Mas se a arte mecânica se aplica ao alimento, isto poder ser feito de diversas formas. Pois temos a arte da agricultura, que nos dá os alimentos vegetais, enquanto a caça nos dá os alimentos animais. A arte da comida pode apresentar muitas variedades, na multiplicação e na produção, através da agricultura, ou na preparação, como na caça, com as diversas formas de condimentar, de combinar as bebidas e os temperos, e nisso são hábeis os pasteleiros, os cozinheiros e os taberneiros.
A arte mecânica é complementar as nossas necessidade materiais, e nela se incluem os transportes e a medicina, uns transportando os alimentos e outras coisas, outra preparando xaropes, poções e unguentos para a cura das enfermidades, ou amputando membros, segundo as indicações da cirurgia.
A segunda luz que nos ilumina é a dos sentidos.
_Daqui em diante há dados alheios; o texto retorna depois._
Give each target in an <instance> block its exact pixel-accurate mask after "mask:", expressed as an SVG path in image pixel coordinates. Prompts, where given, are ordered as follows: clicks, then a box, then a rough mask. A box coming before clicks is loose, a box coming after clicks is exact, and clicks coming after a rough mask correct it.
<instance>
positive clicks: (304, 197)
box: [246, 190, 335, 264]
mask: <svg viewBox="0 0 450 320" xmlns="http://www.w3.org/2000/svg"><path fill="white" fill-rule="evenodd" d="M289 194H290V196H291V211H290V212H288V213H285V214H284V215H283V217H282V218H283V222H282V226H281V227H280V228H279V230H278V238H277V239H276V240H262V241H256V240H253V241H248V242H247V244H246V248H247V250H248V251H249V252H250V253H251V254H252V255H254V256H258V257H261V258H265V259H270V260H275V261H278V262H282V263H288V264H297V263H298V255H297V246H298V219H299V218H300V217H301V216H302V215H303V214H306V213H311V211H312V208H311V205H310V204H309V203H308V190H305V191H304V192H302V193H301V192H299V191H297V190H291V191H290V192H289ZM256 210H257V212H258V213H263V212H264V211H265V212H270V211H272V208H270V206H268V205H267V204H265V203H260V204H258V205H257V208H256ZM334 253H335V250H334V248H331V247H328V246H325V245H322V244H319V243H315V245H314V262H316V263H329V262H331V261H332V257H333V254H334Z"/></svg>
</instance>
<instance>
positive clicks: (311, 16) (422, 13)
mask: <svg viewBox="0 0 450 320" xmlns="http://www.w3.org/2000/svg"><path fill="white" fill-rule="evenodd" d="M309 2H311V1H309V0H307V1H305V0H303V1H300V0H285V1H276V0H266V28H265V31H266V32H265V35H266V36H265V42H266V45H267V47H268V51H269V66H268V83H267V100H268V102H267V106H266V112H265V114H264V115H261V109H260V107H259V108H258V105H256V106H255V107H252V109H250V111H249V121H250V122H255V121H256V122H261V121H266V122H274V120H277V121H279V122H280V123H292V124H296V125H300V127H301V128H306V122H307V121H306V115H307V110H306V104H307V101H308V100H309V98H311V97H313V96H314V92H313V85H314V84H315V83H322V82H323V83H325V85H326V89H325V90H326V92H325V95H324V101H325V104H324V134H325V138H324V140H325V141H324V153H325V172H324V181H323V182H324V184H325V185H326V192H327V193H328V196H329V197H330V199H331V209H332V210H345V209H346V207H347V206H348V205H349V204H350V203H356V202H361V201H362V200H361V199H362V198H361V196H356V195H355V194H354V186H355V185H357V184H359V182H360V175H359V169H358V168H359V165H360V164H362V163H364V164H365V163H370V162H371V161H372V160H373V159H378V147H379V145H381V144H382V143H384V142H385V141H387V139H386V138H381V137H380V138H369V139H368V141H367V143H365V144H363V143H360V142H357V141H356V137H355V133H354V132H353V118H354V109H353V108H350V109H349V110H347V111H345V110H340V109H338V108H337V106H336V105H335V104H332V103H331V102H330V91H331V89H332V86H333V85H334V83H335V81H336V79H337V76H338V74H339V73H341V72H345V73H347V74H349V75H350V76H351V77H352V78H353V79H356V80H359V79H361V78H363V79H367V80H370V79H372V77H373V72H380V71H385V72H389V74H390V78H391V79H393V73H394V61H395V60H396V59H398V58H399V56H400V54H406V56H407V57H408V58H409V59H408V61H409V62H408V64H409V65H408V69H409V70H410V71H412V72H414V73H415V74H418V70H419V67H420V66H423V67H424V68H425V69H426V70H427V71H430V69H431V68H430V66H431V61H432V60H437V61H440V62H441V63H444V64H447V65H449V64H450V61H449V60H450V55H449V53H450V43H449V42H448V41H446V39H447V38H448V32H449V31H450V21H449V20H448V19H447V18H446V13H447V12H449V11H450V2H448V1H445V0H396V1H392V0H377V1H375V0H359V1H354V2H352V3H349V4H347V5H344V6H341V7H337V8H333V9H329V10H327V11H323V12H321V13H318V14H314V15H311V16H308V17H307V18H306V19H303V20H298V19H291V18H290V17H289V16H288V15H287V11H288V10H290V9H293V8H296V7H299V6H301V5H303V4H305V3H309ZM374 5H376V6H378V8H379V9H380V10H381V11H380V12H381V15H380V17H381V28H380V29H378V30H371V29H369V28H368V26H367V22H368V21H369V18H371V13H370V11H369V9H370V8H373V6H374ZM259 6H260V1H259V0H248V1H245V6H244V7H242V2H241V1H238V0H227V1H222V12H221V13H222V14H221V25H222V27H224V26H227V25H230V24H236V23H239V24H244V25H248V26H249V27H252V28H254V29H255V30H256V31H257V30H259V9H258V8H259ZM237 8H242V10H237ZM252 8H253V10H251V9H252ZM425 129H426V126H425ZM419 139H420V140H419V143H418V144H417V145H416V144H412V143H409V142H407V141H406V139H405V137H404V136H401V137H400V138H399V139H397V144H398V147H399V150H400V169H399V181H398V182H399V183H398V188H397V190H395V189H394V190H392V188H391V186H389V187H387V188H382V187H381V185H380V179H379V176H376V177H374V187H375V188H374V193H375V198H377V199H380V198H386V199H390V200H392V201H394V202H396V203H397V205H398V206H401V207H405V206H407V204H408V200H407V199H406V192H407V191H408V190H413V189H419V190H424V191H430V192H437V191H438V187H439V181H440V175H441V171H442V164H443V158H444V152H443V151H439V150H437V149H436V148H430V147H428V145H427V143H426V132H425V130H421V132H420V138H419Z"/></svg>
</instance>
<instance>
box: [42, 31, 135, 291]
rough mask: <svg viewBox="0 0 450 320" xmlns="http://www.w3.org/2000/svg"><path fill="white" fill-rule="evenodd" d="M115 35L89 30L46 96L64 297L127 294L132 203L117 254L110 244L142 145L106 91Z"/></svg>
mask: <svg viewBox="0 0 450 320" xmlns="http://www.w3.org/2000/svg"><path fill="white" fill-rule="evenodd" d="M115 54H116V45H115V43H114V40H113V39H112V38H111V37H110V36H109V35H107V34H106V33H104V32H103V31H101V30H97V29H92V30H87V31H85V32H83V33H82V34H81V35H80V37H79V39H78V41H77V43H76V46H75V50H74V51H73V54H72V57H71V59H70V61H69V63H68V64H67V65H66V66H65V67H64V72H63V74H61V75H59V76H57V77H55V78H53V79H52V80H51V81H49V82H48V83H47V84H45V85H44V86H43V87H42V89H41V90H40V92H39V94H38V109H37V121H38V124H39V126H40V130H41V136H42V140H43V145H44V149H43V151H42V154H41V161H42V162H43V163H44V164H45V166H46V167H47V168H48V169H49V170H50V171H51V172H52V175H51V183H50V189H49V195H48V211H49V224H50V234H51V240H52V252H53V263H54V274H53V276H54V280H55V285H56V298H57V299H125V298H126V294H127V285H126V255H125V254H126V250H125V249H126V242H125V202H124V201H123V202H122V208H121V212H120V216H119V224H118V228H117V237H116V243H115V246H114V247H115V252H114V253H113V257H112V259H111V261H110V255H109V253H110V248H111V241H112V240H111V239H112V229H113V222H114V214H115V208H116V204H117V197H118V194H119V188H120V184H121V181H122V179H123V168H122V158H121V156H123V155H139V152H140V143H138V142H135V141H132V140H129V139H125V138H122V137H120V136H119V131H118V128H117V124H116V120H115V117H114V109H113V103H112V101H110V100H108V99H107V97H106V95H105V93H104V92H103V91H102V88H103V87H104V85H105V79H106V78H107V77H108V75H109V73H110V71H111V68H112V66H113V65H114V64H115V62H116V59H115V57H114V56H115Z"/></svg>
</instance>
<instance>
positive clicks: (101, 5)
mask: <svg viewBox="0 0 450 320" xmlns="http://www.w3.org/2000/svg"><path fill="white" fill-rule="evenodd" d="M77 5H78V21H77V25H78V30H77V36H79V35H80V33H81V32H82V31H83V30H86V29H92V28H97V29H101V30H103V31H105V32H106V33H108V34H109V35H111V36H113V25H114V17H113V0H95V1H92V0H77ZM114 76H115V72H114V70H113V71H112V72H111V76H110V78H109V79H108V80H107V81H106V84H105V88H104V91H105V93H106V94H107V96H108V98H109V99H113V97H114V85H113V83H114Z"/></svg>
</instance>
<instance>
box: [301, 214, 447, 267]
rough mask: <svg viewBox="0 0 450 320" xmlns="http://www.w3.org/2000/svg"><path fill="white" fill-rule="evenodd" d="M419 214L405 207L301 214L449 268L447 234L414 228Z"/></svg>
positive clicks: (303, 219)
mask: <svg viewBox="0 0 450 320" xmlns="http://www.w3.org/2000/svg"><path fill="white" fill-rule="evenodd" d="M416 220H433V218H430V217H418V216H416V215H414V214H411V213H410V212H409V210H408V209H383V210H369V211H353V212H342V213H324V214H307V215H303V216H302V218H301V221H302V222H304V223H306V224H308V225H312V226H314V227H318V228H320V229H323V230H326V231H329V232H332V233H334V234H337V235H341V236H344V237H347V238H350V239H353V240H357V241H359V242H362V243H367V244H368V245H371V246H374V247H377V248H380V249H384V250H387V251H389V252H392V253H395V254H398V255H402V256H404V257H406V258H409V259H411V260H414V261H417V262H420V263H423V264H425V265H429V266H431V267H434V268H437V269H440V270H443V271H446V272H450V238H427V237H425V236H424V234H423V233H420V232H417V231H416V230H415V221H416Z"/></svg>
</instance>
E assim como os elementos da natureza são cinco - a água, o ar, o fogo, a terra e a quinta-essência - dispomos de cinco sentidos para a percepção e o conhecimento
sensorial de todos eles.
A terceira luz que ilumina a investigação das verdades inteligíveis é a luz do conhecimento filosófico, que se chama luz interior, porque investiga as causa íntimas e ocultas das coisas. E isto se faz por meio das ciências e da verdade natural, impressas no homem pela própria natureza. Essa luz se divide em: racional, natural e moral. A suficiência desta divisão se evidencia pelos três modos seguintes: primeiro, há a verdade dos discursos, a verdade das coisas e a verdade dos costumes. A filosofia racional considera a verdade do discursos; a natural, a verdade das coisas; a moral, a verdade dos costumes.
Em Deus, ser supremo, é preciso considerar as razões de causa eficiente, formal, ou exemplar e final, porque "é causa do existir, razão do entender e norma do viver". Da mesma forma, na iluminação da filosofia, pois esta ilumina para conhecer as causas do ser. Isto, na filosofia natural, ou física. Na filosofia lógica, ou racional, se buscam as razões do entender. E na filosofia moral, ou prática, se busca a norma do viver.
A luz do conhecimento filosófico ilumina a faculdade intelectiva de três maneiras: no comportamento, estabelecendo a moral; nas coisas próprias da existência, estabelecendo o que é natural; e finalmente, na interpretação da própria vida, estabelecendo a atividade que chamaremos de discursiva, pela qual o homem se comunica consigo mesmo e com os outros. Deste modo, o homem fica iluminado no que se refere à verdade da vida, à verdade da ciência e à verdade da doutrina.
A quarta luz, que ilumina acerca da verdade sobrenatural, é a luz da Sagrada Escritura, que se chama superior porque conduz às coisas superiores, mostrando o que está acima da razão. Esta vem do Pai das Luzes, não por investigação humana, mas por inspiração divina.


São Boaventura (1221-1274), que se chamava João de Fidanza, foi o primeiro dos grandes filósofos da ordem franciscana, e representa uma transição entre a tradição anterior, de Platão e Santo Agostinho, e o novo espírito do século XIII, que será dominado pela presença de Aristóteles. Foi discípulo de Alexandre de Halles em Paris, onde teve cátedra de 1248 a 1225. Foi grande amigo de Santo Tomás. A Igreja lhe deu o título de doutor seráfico. Sua obra mais importante é o "Comentário às Sentenças". Mas sua doutrina está expressa com maior vivacidade em obras mais breves, como o "Itinerário da Mente para Deus", do qual é o texto que hoje publicamos. (Trad. Do original latino "Itinerarim Mentis ad Deum" - Ed. "Ad Claras Aguas" - Por Gerardo Mello Mourão).